È un fatto che il meccanismo elettorale ipotizzato ridurrebbe a tre o, al massimo, a quattro gruppi la rappresenta politica, escludendo – attraverso sbarramenti e premi – la presenza in parlamento del 20% degli elettori che si recheranno alle urne (1 su 5 votanti).

La seconda dichiarazione è tratta proprio dal patto Renzi-Berlusconi. A giustificazione della previsione di collegi elettorali plurinominali e con circoscrizioni a liste bloccate, è previsto quanto segue: “I seggi vengono distribuiti su circoscrizioni molto piccole (da 4 a 5 seggi in palio al massimo), in modo che i nominativi dei candidati possano essere stampati direttamente sulla scheda”. E così il sistema delle liste bloccate e la quantificazione dei seggi territorialmente rimessi (meglio: sottratti) alla libera scelta popolare, sono fatti dipendere da considerazioni che meglio si attagliano al Poligrafico dello Stato! E ciò quasi che il numero dei candidati da stampare sulla singola scheda dipenda dalla grandezza della medesima scheda e non, piuttosto, dal tipo di carattere tipografico impiegato; quasi che, insomma, sia il sistema elettorale a doversi adeguare alle esigenze tipografiche e non viceversa! 

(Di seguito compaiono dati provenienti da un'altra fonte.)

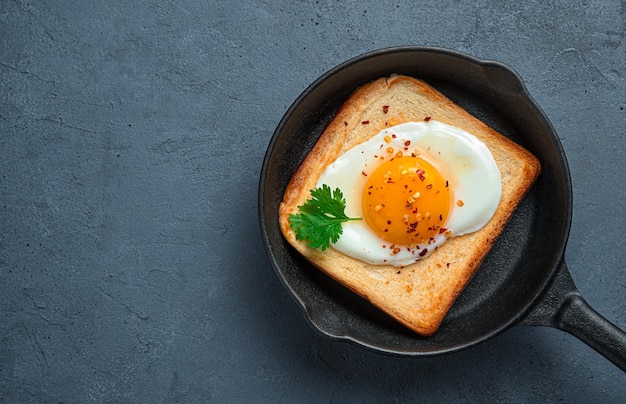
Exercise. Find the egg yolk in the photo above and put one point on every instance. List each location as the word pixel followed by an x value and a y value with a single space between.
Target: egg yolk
pixel 406 201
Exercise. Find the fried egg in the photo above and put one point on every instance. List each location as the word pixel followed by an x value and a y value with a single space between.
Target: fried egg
pixel 415 185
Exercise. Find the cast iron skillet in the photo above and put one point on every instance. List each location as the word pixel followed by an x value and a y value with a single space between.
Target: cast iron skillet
pixel 523 280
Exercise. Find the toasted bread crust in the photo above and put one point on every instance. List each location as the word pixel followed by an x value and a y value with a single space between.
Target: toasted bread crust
pixel 420 295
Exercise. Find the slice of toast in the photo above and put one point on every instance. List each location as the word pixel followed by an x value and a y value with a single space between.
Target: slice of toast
pixel 419 295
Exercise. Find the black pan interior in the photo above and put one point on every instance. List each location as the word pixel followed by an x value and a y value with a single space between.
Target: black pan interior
pixel 523 259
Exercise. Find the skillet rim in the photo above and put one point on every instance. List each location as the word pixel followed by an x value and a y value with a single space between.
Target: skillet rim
pixel 554 142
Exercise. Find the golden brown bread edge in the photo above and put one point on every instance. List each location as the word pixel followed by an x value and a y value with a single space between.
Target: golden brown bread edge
pixel 418 295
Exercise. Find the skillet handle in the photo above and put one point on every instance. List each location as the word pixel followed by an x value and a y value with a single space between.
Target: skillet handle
pixel 564 308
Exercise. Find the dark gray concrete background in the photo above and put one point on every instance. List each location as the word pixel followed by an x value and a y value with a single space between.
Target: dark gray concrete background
pixel 131 140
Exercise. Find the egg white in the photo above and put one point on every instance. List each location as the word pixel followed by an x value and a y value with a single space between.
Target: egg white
pixel 466 161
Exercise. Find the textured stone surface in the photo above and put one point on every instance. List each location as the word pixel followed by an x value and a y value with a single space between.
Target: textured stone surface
pixel 131 140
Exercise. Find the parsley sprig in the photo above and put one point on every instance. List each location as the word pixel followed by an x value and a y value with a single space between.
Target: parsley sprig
pixel 320 218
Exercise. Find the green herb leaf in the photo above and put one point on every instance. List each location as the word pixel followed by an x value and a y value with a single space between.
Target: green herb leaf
pixel 320 218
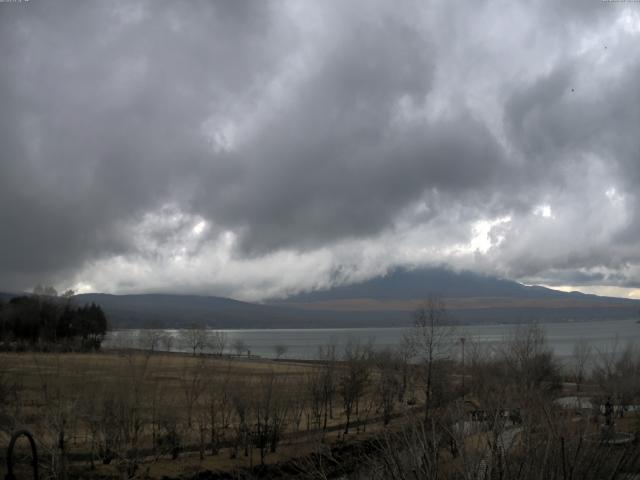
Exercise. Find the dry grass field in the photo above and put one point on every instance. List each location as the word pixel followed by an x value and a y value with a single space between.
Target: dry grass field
pixel 163 412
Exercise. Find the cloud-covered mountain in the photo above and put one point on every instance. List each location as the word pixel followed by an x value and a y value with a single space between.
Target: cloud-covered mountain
pixel 254 149
pixel 385 301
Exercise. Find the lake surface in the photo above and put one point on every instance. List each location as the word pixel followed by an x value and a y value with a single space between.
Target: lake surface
pixel 604 336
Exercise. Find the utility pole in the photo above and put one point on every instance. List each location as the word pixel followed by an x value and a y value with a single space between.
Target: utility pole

Sconcerta, in definitiva, il carattere surreale delle argomentazioni apportate dai promotori della riforma. Viene in mente la sprezzante risposta di quell’imprenditore edile, che, accusato d’aver costruito un imponente complesso edilizio a ridosso del mare, propose la seguente soluzione: “prolungare il bagnasciuga e spostare il mare più lontano!”.

Ed è proprio così. L’intera riforma è calibrata sull’interesse di due leader, che hanno il pari problema di avere garantite una stretta accondiscendenza partitica e una vasta sequela politica, in modo da governare con la minore opposizione coalizionale e parlamentare possibile. A fare le spese di una tale riduzione costituzionale, sapientemente mascherata da un abile marketing politico, sono la tenuta democratica e la funzionalità del sistema di risulta, quest’ultimo privato della responsabilità politica personale, territoriale e istituzionale. 

Una volta riammesso il meccanismo delle liste bloccate, il singolo parlamentare continuerà a dipendere dalle segreterie di partito e non già dal corpo elettorale; per non dire dell’eventualità che la distribuzione dei seggi all’interno di ogni coalizione premi nominativi territorialmente estranei alle singole circoscrizioni interessate. Gli stessi organi di rappresentanza assumeranno un ruolo servente e non già autonomo rispetto a quello governativo: la Camera dei deputati, occupata da parlamentari di fidata nomina partitica, sarà incapace di una propria autonoma capacità di controllo; il Senato, divenuto espressione delle regioni e delle autonomie locali, avrà un ruolo marginale non solo per la modifica del bicameralismo, ma soprattutto per la riforma delle regioni: queste ultime, private di gran parte delle proprie funzioni, s’interrogheranno sul proprio effettivo ruolo, divenendo soltanto centri di spesa periferici.

A ben vedere, ciò che la riforma censura, prima ancora della responsabilità politico-istituzionale, è lo stesso fattore umano, è il capitale umano: la capacità degli elettori di scegliere secondo coscienza e degli eletti di agire secondo il proprio mandato; è il pluralismo democratico, costituito da una pluralità di livelli di governo politicamente significativi, quasi che la democrazia politica e quella territoriale siano diventate un’inutile ingombro rispetto alle esigenze dei mercati e alle urgenze della spending review

Ecco perché le rassicuranti dichiarazioni sopra riportate appaiono surreali e disarmanti. Eppure, i grandi media nazionali acclamano ai nuovi slogan del patto riformatore, sminuendo l’entità dei relativi limiti e pericoli e orientando l’opinione pubblica verso un tale disegno.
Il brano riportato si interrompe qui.